🤖 AI Summary
This work addresses the challenge faced by embodied agents in long-horizon tasks: effectively memorizing and retrieving information about object parts, states, action effects, and skills. To this end, the authors propose a structured memory framework centered on analytical concepts, organizing experiences into semantic parts, parameterized templates, embodied poses, functional affordances, and operational states. This unified representation captures scenes, state transitions, and skill memories within a single architecture, enabling coarse-to-fine retrieval. By introducing structured analytical concepts into embodied memory for the first time, the approach overcomes limitations of conventional unstructured or embedding-based methods. Empirical results demonstrate significant improvements over existing baselines in task completion rate, retrieval accuracy, object re-identification, and cross-object skill generalization.
📝 Abstract
Long-horizon embodied manipulation requires agents to remember persistent objects, track changing scene states, and reuse prior interaction knowledge. However, existing agent memories are often stored as unstructured histories or embedding-based records, making it difficult to retrieve manipulation-relevant object parts, physical states, action effects, and executable skills.
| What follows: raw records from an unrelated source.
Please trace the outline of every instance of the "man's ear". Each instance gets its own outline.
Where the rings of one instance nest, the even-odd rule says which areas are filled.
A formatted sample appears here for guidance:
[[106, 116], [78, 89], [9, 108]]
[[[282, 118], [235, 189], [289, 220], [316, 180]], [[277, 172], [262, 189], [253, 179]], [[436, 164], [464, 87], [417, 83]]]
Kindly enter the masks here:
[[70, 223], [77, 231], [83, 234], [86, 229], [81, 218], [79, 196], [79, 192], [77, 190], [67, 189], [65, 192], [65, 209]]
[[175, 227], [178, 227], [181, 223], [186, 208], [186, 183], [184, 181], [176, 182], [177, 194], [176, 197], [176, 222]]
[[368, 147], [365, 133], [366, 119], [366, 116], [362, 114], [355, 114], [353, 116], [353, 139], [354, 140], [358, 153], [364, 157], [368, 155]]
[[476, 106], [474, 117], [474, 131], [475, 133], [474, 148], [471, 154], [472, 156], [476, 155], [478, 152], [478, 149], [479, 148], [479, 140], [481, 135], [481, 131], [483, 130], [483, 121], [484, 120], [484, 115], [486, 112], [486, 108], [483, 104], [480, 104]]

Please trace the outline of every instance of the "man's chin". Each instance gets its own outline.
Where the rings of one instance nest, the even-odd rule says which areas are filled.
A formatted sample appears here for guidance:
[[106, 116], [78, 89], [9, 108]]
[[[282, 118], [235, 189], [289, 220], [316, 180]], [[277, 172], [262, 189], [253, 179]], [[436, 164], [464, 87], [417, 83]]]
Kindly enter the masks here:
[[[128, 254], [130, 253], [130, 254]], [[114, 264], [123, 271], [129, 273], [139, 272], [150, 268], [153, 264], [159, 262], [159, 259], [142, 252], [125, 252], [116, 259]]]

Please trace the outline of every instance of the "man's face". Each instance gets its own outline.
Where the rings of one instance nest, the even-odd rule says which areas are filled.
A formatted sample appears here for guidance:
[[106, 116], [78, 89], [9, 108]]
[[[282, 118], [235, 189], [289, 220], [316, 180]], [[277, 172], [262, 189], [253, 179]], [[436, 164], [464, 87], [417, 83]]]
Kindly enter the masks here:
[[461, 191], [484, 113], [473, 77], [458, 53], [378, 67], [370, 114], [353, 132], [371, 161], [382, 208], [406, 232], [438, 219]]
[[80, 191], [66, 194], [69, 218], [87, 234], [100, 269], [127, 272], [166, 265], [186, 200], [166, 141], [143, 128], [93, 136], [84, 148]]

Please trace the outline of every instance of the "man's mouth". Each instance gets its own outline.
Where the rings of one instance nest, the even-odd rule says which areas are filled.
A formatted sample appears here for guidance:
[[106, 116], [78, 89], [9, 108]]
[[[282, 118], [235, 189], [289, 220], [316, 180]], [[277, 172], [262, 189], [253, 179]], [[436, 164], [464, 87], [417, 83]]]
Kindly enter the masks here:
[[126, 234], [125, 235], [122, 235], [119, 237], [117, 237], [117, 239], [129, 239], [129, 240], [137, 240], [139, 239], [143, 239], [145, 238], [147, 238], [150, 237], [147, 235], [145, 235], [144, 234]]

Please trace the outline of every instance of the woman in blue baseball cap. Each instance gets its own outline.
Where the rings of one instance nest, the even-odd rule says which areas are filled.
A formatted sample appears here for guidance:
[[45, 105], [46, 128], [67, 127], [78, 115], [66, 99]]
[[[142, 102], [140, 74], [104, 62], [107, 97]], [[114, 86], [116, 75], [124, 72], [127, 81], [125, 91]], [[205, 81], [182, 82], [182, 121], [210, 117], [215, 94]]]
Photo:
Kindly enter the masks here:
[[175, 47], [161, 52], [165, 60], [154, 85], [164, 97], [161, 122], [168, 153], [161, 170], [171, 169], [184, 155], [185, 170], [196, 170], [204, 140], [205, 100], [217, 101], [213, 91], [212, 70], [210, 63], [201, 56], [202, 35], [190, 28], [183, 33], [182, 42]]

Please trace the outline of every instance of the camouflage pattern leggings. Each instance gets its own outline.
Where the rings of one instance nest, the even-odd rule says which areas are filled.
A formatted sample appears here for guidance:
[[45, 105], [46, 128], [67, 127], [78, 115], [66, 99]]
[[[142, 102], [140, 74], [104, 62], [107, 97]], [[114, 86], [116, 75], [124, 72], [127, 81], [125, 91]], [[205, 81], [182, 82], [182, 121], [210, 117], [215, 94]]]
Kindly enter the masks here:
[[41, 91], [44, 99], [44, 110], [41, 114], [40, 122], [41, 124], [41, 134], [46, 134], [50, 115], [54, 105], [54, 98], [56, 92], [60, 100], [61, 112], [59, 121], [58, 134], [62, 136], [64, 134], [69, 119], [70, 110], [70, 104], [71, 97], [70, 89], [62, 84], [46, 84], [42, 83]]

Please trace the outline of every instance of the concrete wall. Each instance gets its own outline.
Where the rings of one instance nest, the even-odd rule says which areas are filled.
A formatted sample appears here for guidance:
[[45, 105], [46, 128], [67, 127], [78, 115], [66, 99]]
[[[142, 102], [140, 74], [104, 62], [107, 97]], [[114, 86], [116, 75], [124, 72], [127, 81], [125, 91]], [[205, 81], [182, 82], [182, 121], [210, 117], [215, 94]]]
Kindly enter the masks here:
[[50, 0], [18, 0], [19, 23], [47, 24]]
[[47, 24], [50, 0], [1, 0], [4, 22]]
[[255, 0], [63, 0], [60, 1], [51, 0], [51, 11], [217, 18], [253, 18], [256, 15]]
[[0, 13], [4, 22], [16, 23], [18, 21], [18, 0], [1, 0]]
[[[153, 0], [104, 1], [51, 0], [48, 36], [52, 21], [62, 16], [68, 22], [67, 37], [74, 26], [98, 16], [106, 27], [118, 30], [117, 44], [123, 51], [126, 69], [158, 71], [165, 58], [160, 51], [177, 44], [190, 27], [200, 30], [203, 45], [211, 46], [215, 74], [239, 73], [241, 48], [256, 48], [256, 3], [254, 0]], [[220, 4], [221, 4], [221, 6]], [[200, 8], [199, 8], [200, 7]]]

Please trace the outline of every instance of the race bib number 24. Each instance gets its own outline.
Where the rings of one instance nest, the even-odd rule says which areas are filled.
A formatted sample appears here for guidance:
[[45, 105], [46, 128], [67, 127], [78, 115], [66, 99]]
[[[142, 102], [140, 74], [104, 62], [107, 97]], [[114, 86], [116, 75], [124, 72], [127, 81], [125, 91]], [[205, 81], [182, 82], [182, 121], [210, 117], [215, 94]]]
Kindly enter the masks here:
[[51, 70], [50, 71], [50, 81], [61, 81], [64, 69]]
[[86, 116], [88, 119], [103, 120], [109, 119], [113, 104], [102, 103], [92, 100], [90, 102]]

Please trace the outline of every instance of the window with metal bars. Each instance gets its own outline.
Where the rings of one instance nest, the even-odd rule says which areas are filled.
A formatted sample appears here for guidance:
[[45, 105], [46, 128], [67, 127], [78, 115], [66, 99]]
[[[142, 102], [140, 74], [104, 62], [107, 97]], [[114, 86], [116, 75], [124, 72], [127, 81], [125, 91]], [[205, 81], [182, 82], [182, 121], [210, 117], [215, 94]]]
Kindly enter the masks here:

We propose an analytic concept-centric memory framework for agentic embodied manipulation. Our memory organizes experience around structured analytic concepts, where objects are represented by semantic parts, parametric templates, grounded poses, affordances, and manipulation states. It further connects object and scene memories with transition memory for action-induced state changes and skill memory for template-grounded and policy-grounded execution. At runtime, the agent performs structured coarse-to-fine retrieval to identify relevant objects, states, transitions, and skills, supporting state-consistent reasoning and skill reuse. Experiments on memory-dependent manipulation, articulated-object generalization, real-world memory evaluation, and ablations show that our approach improves task completion, retrieval accuracy, object re-identification, and cross-object skill generalization over unstructured and embedding-based memory baselines.